Costruisci un mondo senza rifiuti
Eccoci al premio tutto italiano: è la città metropolitana di Milano a vincere con i suoi Food Waste Hub, ovvero dei poli di recupero del cibo che avanza da supermercati e mense aziendali e viene poi donato alle ONG che lo distribuiscono ai cittadini più bisognosi. Oggi la città ha tre Poli dello spreco alimentare, ognuno dei quali recupera circa 130 tonnellate di cibo all’anno, ovvero 260.000 pasti equivalenti. Un bellissimo progetto che è davvero adatto per la città italiana degli eccessi e degli opposti, dove l’extralusso e la povertà sono ad un vicolo di distanza; per quanto nobile ed utile, però, non riesco a considerarlo come La Soluzione da imitare per risolvere il più grande problema dello spreco e delle disuguaglianze, ma solo un palliativo. Il milione di sterline l’avrei probabilmente assegnato ad uno degli altri finalisti. Sanergy, con sede a Nairobi, è la più grande fabbrica di riciclaggio dei rifiuti nell’Africa centro-orientale ed ha dimostrato che la crisi dei servizi igienico-sanitari e della gestione dei rifiuti nelle città in via di sviluppo può essere risolta.
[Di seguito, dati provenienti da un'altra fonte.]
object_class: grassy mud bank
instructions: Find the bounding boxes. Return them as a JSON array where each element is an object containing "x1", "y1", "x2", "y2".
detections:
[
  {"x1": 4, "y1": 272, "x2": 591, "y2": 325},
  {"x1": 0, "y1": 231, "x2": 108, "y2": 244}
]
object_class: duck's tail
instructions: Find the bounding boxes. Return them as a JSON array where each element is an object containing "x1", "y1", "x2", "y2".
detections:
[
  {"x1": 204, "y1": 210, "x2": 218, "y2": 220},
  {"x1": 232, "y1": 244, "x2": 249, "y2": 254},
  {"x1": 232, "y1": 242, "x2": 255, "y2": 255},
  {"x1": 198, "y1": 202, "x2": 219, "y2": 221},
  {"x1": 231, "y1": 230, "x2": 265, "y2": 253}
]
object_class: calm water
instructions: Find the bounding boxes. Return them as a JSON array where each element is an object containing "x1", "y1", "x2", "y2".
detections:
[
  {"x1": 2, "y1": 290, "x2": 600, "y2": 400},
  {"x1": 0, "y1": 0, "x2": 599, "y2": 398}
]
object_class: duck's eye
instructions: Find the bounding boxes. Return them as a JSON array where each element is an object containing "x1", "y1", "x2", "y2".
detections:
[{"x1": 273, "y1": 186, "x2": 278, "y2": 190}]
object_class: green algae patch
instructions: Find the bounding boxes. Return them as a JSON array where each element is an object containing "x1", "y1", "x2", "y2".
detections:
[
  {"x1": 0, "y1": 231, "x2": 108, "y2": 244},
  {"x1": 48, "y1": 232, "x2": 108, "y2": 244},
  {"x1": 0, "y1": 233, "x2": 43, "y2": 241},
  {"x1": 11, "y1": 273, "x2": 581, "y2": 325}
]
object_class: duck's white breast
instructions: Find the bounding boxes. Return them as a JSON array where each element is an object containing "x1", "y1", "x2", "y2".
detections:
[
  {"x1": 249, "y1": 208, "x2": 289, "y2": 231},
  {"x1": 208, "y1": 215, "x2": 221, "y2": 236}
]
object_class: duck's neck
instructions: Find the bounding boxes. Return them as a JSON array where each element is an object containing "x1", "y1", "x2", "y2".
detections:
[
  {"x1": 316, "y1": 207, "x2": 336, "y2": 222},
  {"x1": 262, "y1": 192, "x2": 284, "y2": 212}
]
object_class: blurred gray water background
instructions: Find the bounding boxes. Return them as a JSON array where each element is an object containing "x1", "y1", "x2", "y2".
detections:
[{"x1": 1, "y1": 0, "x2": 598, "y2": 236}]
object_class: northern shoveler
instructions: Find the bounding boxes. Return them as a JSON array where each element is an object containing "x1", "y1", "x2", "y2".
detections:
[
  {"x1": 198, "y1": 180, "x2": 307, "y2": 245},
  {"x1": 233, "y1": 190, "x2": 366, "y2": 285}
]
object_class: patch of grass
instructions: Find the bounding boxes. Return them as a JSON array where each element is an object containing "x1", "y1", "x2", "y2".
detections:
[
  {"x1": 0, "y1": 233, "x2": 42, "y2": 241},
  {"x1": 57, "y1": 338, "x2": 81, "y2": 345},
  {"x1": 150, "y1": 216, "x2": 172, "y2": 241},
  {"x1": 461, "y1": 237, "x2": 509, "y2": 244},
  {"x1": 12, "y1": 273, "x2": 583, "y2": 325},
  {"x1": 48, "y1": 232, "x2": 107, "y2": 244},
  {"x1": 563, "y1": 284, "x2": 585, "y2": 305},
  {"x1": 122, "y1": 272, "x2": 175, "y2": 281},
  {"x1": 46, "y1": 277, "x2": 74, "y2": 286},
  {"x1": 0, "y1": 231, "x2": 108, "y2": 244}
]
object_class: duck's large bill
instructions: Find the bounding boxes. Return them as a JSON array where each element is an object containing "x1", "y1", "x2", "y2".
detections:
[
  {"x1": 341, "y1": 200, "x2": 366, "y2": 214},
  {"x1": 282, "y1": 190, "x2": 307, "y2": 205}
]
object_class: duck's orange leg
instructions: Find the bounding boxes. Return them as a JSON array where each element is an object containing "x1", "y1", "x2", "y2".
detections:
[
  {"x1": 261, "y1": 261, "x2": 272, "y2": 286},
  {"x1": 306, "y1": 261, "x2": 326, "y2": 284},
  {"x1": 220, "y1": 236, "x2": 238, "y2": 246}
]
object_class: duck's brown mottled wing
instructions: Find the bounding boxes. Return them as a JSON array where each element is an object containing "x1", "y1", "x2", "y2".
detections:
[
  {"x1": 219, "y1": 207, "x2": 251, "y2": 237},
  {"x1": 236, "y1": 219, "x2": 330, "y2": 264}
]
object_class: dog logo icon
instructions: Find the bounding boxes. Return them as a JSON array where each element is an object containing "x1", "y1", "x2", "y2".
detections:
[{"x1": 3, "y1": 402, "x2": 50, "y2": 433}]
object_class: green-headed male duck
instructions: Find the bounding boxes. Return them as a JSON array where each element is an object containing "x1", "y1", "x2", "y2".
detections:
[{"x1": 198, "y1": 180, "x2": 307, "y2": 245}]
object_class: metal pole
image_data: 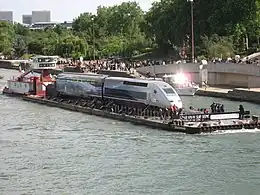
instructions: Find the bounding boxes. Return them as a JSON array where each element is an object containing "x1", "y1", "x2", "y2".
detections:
[
  {"x1": 191, "y1": 0, "x2": 195, "y2": 63},
  {"x1": 92, "y1": 20, "x2": 95, "y2": 61}
]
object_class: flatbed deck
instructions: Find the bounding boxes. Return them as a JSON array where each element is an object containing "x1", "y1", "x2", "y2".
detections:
[{"x1": 22, "y1": 95, "x2": 260, "y2": 134}]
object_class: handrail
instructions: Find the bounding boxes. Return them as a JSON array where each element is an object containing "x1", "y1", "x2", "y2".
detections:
[{"x1": 180, "y1": 111, "x2": 248, "y2": 122}]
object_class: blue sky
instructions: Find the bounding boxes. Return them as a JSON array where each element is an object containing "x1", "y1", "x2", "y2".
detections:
[{"x1": 0, "y1": 0, "x2": 157, "y2": 22}]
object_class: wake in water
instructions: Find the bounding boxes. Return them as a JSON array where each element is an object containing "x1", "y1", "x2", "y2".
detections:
[{"x1": 203, "y1": 128, "x2": 260, "y2": 135}]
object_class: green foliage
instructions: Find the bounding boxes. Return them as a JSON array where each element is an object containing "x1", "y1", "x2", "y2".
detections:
[
  {"x1": 145, "y1": 0, "x2": 260, "y2": 57},
  {"x1": 0, "y1": 0, "x2": 259, "y2": 59},
  {"x1": 0, "y1": 21, "x2": 15, "y2": 56},
  {"x1": 201, "y1": 35, "x2": 235, "y2": 58}
]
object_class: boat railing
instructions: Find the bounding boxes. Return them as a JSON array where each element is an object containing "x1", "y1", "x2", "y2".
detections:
[{"x1": 180, "y1": 111, "x2": 247, "y2": 122}]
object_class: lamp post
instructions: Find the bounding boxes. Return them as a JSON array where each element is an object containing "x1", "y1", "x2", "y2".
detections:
[
  {"x1": 127, "y1": 13, "x2": 132, "y2": 57},
  {"x1": 188, "y1": 0, "x2": 195, "y2": 63},
  {"x1": 91, "y1": 17, "x2": 95, "y2": 61}
]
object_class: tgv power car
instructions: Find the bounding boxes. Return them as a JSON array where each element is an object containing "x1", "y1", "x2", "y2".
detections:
[{"x1": 54, "y1": 72, "x2": 183, "y2": 109}]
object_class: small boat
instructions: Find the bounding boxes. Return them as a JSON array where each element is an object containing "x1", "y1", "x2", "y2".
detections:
[
  {"x1": 162, "y1": 73, "x2": 199, "y2": 96},
  {"x1": 0, "y1": 75, "x2": 4, "y2": 79}
]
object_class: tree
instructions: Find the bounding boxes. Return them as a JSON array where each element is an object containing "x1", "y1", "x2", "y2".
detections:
[
  {"x1": 0, "y1": 21, "x2": 15, "y2": 55},
  {"x1": 0, "y1": 0, "x2": 259, "y2": 59},
  {"x1": 13, "y1": 35, "x2": 27, "y2": 58},
  {"x1": 145, "y1": 0, "x2": 260, "y2": 55},
  {"x1": 201, "y1": 34, "x2": 235, "y2": 59}
]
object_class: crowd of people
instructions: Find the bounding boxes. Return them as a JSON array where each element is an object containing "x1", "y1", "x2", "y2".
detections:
[
  {"x1": 56, "y1": 53, "x2": 260, "y2": 74},
  {"x1": 57, "y1": 58, "x2": 173, "y2": 73}
]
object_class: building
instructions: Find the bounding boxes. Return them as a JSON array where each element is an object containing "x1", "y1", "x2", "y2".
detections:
[
  {"x1": 22, "y1": 14, "x2": 32, "y2": 25},
  {"x1": 30, "y1": 22, "x2": 58, "y2": 29},
  {"x1": 61, "y1": 21, "x2": 73, "y2": 29},
  {"x1": 29, "y1": 21, "x2": 73, "y2": 30},
  {"x1": 0, "y1": 11, "x2": 13, "y2": 23},
  {"x1": 32, "y1": 10, "x2": 51, "y2": 24}
]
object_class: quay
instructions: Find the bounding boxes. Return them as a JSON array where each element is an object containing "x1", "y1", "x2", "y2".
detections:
[
  {"x1": 22, "y1": 95, "x2": 260, "y2": 134},
  {"x1": 196, "y1": 87, "x2": 260, "y2": 104}
]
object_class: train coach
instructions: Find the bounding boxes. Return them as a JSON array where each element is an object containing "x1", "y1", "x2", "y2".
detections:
[{"x1": 48, "y1": 72, "x2": 183, "y2": 109}]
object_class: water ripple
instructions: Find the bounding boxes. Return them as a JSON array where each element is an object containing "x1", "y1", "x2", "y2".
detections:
[{"x1": 1, "y1": 69, "x2": 260, "y2": 195}]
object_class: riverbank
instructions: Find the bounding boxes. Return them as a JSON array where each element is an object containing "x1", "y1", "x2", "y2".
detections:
[
  {"x1": 0, "y1": 61, "x2": 20, "y2": 70},
  {"x1": 196, "y1": 87, "x2": 260, "y2": 104}
]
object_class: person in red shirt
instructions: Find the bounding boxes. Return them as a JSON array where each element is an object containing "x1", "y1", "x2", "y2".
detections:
[{"x1": 170, "y1": 104, "x2": 177, "y2": 119}]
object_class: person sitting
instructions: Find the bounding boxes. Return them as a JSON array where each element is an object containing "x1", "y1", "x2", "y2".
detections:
[{"x1": 204, "y1": 108, "x2": 209, "y2": 114}]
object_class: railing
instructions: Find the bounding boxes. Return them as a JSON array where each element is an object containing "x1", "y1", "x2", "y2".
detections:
[{"x1": 180, "y1": 111, "x2": 247, "y2": 122}]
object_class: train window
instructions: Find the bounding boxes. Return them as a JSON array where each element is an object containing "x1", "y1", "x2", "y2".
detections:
[
  {"x1": 123, "y1": 81, "x2": 148, "y2": 87},
  {"x1": 163, "y1": 88, "x2": 176, "y2": 95},
  {"x1": 105, "y1": 88, "x2": 147, "y2": 100},
  {"x1": 131, "y1": 91, "x2": 147, "y2": 99},
  {"x1": 59, "y1": 77, "x2": 103, "y2": 88}
]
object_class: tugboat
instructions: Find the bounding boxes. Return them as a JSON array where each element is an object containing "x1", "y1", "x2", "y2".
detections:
[
  {"x1": 2, "y1": 55, "x2": 57, "y2": 96},
  {"x1": 162, "y1": 73, "x2": 199, "y2": 96}
]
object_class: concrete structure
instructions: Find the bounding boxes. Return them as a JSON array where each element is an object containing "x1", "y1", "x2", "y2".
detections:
[
  {"x1": 30, "y1": 22, "x2": 58, "y2": 29},
  {"x1": 32, "y1": 10, "x2": 51, "y2": 24},
  {"x1": 0, "y1": 11, "x2": 13, "y2": 23},
  {"x1": 136, "y1": 62, "x2": 260, "y2": 88},
  {"x1": 22, "y1": 14, "x2": 32, "y2": 25},
  {"x1": 61, "y1": 21, "x2": 73, "y2": 29},
  {"x1": 30, "y1": 21, "x2": 73, "y2": 30},
  {"x1": 196, "y1": 87, "x2": 260, "y2": 104}
]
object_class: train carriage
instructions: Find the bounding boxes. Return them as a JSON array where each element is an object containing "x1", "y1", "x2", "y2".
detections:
[
  {"x1": 56, "y1": 73, "x2": 107, "y2": 98},
  {"x1": 103, "y1": 77, "x2": 182, "y2": 108},
  {"x1": 54, "y1": 72, "x2": 183, "y2": 109}
]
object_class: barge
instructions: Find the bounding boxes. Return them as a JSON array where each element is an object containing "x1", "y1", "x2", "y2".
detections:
[
  {"x1": 22, "y1": 95, "x2": 259, "y2": 134},
  {"x1": 2, "y1": 55, "x2": 260, "y2": 134}
]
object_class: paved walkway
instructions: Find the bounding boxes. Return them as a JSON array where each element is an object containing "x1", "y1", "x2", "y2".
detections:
[
  {"x1": 198, "y1": 87, "x2": 231, "y2": 93},
  {"x1": 235, "y1": 88, "x2": 260, "y2": 92},
  {"x1": 198, "y1": 87, "x2": 260, "y2": 93}
]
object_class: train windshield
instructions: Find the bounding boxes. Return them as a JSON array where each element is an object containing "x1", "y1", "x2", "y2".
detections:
[{"x1": 163, "y1": 87, "x2": 176, "y2": 95}]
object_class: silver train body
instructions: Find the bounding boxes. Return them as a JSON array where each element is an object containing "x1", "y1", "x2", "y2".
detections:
[{"x1": 55, "y1": 73, "x2": 183, "y2": 108}]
WOTA, una start-up giapponese, sta invece lavorando per migliorare la sicurezza idrica attraverso il recupero delle acque reflue; il primo prodotto dell’azienda, WOTA BOX, trasforma oltre il 98% dei rifiuti idrici in acqua dolce pulita con un’efficienza 50 volte superiore ai tipici impianti di trattamento, una dimensione ridotta e un’installazione semplicissima. Negli ultimi anni in Giappone, più di 20.000 persone le hanno utilizzate con successo dopo che inondazioni, tifoni e terremoti hanno interrotto le forniture d’acqua.

Ripristina il nostro clima
L’altro premio italiano è molto interessante ed è condiviso con la Thailandia e la Germania; si tratta di Enapter, ovvero una tecnologia a idrogeno verde che potrebbe cambiare il modo in cui alimentiamo ogni cosa. La sua tecnologia AEM Electrolyser trasforma l’elettricità rinnovabile in gas idrogeno a emissioni zero. Sviluppata in modo più rapido ed economico di quanto si ritenesse possibile, la tecnologia già alimenta automobili, aerei, industrie e gli impianti di riscaldamento delle abitazioni. Prima della vittoria dell’Earthsot Prize, l’obiettivo di Enapter era di rappresentare entro il 2050 il 10% della produzione mondiale di idrogeno, ed ora, speriamo, possa fare ancora di più.